Sous blocus

Des Yéménites épuisés luttent contre pénuries et privations

  • Publié le 15 novembre 2017 à 17:00
  • Actualisé le 15 novembre 2017 à 17:14

Une fillette se contorsionne de douleur sur son lit d'hôpital dans la capitale yéménite Sanaa, les yeux emplis de larmes, un tube dans le nez. Dans le couloir, le docteur Mohammed al-Ayzari, reste debout, le visage creusé par l'épuisement.

"Les cas de malnutrition n'ont jamais été aussi nombreux" et "il y a une grave pénurie de médicaments et d'instruments médicaux", déplore-t-il.
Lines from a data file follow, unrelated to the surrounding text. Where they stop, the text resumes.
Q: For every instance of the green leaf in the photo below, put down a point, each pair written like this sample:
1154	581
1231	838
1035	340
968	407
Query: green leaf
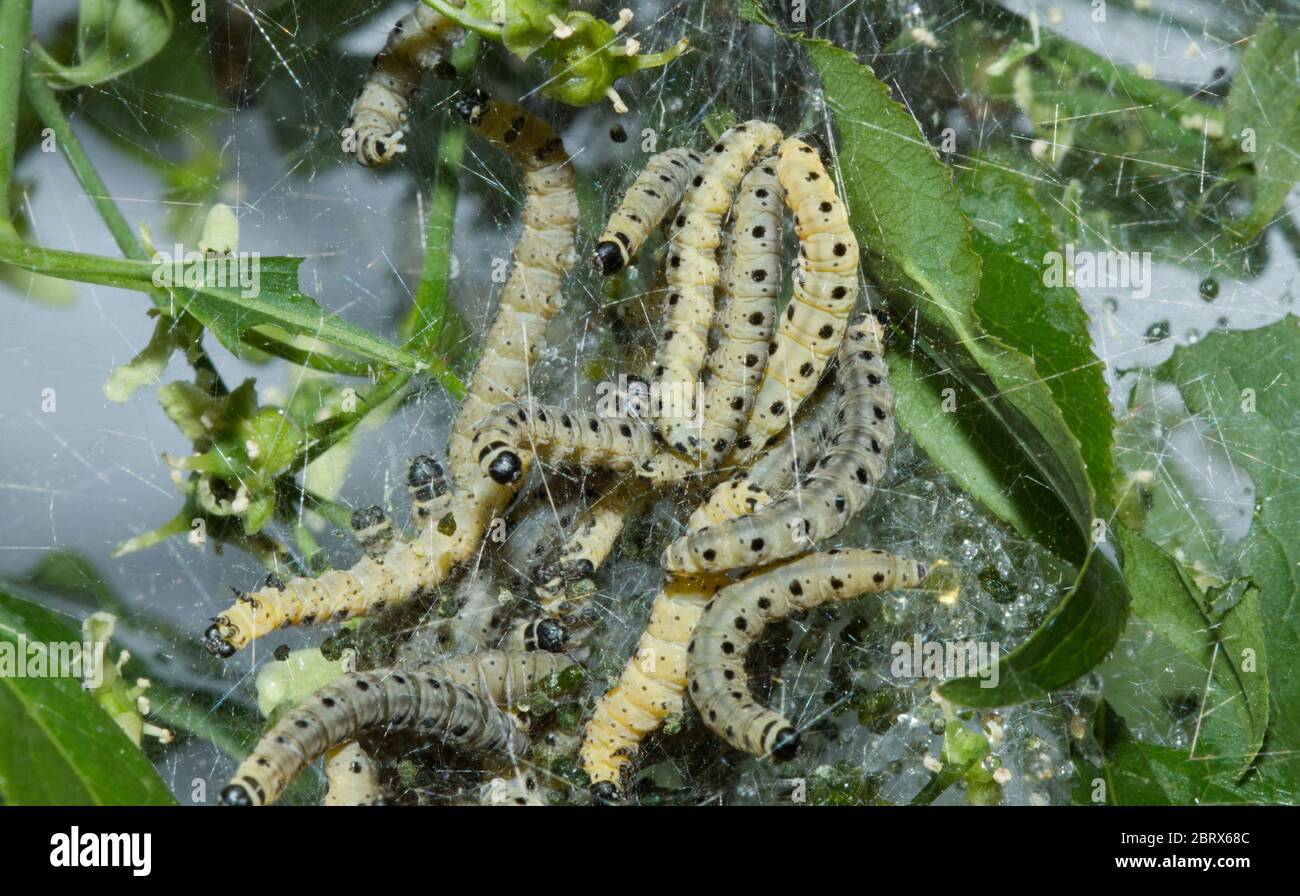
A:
1235	704
113	37
60	747
1139	774
1265	98
225	310
908	215
1243	386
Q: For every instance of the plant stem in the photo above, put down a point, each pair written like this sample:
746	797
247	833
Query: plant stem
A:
14	31
46	104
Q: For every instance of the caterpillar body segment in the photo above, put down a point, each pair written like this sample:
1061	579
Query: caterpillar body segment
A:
510	436
359	701
693	271
378	115
351	777
826	289
841	481
460	701
532	294
373	531
564	611
736	497
737	617
649	200
650	688
753	285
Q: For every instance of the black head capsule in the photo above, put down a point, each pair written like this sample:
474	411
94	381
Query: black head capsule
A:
217	645
234	795
472	104
551	636
785	744
609	258
506	468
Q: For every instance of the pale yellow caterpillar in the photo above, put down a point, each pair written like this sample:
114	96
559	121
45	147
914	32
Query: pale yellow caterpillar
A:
532	295
752	286
737	617
649	200
351	777
458	701
650	688
512	433
840	484
378	115
455	522
826	288
693	271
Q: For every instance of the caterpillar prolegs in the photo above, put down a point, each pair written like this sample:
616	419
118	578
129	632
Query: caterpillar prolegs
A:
378	115
737	617
456	701
839	487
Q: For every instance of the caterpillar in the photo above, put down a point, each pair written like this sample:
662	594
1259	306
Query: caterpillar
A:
826	288
373	531
510	434
837	488
532	294
649	200
564	614
458	701
378	115
351	777
455	522
737	617
693	269
753	285
650	688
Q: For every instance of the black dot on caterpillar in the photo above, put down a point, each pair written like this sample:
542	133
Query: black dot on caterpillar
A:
740	613
839	487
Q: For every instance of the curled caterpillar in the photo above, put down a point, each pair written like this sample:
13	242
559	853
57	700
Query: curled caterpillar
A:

L'ONU a averti que sept millions de Yéménites se trouvent au bord de la famine en raison de la guerre.

Depuis mars 2015, une coalition conduite par les Saoudiens est entrée en guerre contre des rebelles chiites houthis, soutenus par l'Iran, qui avaient pris le pouvoir à Sanaa, et leur a imposé un blocus économique.
La décision saoudienne de renforcer ce blocus aérien, maritime et terrestre après un tir le 4 novembre d'un missile balistique rebelle sur Ryad a fait bondir les prix des biens de consommation à Sanaa et a alimenté le spectre d'une famine.
Devant une station-service à Sanaa, une famille attend désespérément de pouvoir échanger ses bonbonnes de gaz vides par des pleines.
La mère, vêtue de noir, s'est effondrée sur le trottoir, tandis que son mari s'impatiente avec leur petite fille et leurs deux garçons.
"Nous sommes ici depuis près d'une semaine", déclare à l'AFP un autre habitant, Fouad Al-Harazi. "Tous les jours, on nous dit que la livraison est imminente, mais il n'en est rien".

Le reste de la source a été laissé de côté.